A couple of weeks ago, I was in Macon celebrating my birthday with D.'s family and also celebrating Ezra's upcoming third birthday. It was such a fun time and so much cake that I think we all may still be coming down from the sugar shock.

Isaiah and Ezra are sweet as can be (sometimes), active to the point of exhaustion (most of the time) and brotherly always.

Brotherly, in my mind, is described as a fierce love with even fiercer opinions of what the other should and should not do. Being brotherly can swing from caring for each other one minute (which yes, they do) to immediately grabbing for the same toy in the next.

{It's a little reminiscent of Cain and Abel. Always wanting what the other person has, even though what we have is just as wonderful. But it's not his. We will always be dissatisfied with our gifts when there are perceived better gifts in someone else's house.}

As with any five and three year old, there are squabbles. I try not to become involved in them if D. and Corrie are around. They're the parents, I'm not. I know my place.

But sometimes I'm the only adult in the vicinity and it's up to me to play peacemaker and prevent meltdowns.

During the course of that particular weekend, I found myself repeating, "Be nice, Isaiah. Be nice, Ezra." And after about the 30th time of saying it, I realized I don't want them to be nice.

Nice is defined in the dictionary as "amiably pleasant." And that's not a bad thing. I want the boys to be pleasant to each other. But as I thought about it, being nice is a social expectation. A norm. Something that is required. To be nice is to act the way you ought because it's perfunctory. I could be nice to you while under the surface, I'm seething with anger and resentment. Just being nice does not show what is truly in my heart.

It's not enough in today's society to just be nice if we want to develop real relationships.

How do I really want the boys to behave? How do I want to behave myself? I want the boys to be kind to each other.

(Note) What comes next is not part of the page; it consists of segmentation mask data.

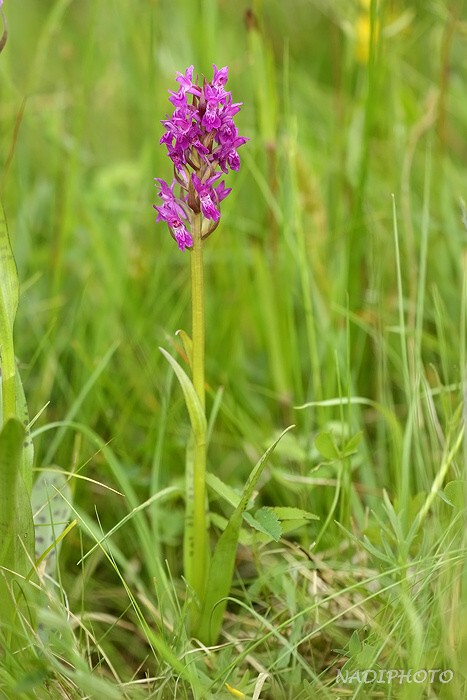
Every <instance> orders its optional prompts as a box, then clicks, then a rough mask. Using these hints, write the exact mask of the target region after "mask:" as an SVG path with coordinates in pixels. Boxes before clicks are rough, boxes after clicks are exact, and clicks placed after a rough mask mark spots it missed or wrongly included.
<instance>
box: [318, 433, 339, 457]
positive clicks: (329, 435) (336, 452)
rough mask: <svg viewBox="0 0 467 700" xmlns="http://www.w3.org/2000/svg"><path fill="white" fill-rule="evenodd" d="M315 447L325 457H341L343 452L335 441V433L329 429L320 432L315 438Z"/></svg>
mask: <svg viewBox="0 0 467 700" xmlns="http://www.w3.org/2000/svg"><path fill="white" fill-rule="evenodd" d="M315 447H316V449H317V450H318V452H320V454H322V455H323V457H324V458H325V459H329V460H335V459H340V457H341V453H340V450H339V449H338V447H337V445H336V443H335V442H334V437H333V434H332V433H330V432H327V431H323V432H322V433H319V434H318V435H317V436H316V438H315Z"/></svg>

Kind is defined as a good or benevolent behavior and disposition; indulgent, considerate and helpful. To be kind goes beyond nice. It goes beyond what is expected to what is valued. Being kind is performing acts and behavior out of love and grace, not out of obligation. To be kind is to practice forgiveness and understanding.

Moving forward, nice is no longer in my vocabulary. I will encourage Isaiah and Ezra to be kind to each other and consider each other first. I will encourage myself to find ways to be kind at work.

If all the world learned to just be kind, what a wonderful change that would be!

1 comment:

ROBYN LANE said...

Love this! Well said, well written. Cheers to kindness.